Il fut, au bout de quelque temps, nommé
pasteur ; mais les paysans ne voulurent pas le
recevoir, parce qu’ils se souvenaient de l’avoir
vu danser. Obligé de se créer d’autres ressources,
il se lança dans la carrière littéraire et débuta
par un roman, en forme de lettres, intitulé Grandison der zweite (Le second Grandisson, etc.),
Eisenach, 1760-1762, 3 vol, in-8o. Ce n’est point
la critique du roman de Richardson, mais celle
de toutes les caricatures que produisait dans le
monde réel la fureur de l’imitation. Les qualités
qui firent plus tard la réputation de l’auteur s’y
trouvaient déjà dans un degré assez éminent :
néanmoins il ne dut sa vogue en Allemagne qu’à
la deuxième édition ; celle-ci fut publiée en 2 volumes
sous le titre de Der deutsche Grandison (le
Grandisson allemand), ibid., 1781, à la sollicitation
du libraire, témoin du succès des Voyages physiognomiques. L’ouvrage mérita même d’être
comparé au roman si célèbre en Allemagne de
Siegfried de Lindenberg. Musæus fut en 1763
nommé précepteur des pages du duc de Saxe-Weimar
et, sept ans plus tard, professeur au
gymnase de Weimar. Mais les appointements
de ces deux places ne pouvant suffire à l’entretien
de sa famille, il se détermina à donner des
leçons particulières et à prendre des pensionnaires.

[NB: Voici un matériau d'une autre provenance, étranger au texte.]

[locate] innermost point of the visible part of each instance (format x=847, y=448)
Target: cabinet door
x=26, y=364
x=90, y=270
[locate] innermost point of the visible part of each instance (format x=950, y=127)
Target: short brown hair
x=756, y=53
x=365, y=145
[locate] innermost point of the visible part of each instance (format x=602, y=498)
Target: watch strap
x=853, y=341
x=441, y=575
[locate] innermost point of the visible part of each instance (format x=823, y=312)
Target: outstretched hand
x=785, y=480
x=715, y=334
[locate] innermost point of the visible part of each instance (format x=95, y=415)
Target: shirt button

Il publia successivement les ouvrages suivants :
2o Das Gärtnermädchen (La jardinière),
opéra-comique en trois actes, joué à Leipsick et
imprimé à Weimar en 1771, in-8o. C’est une imitation
de la Jardinière de Vincennes. 3o Physiognomische Reisen (Voyages physiognomiques),
4 vol. in-8o, Altenburg, 1778-1779 ; 2e édition,
4 vol. in-8o, ibid., 1781 ; 3e édition, ibid., 1781.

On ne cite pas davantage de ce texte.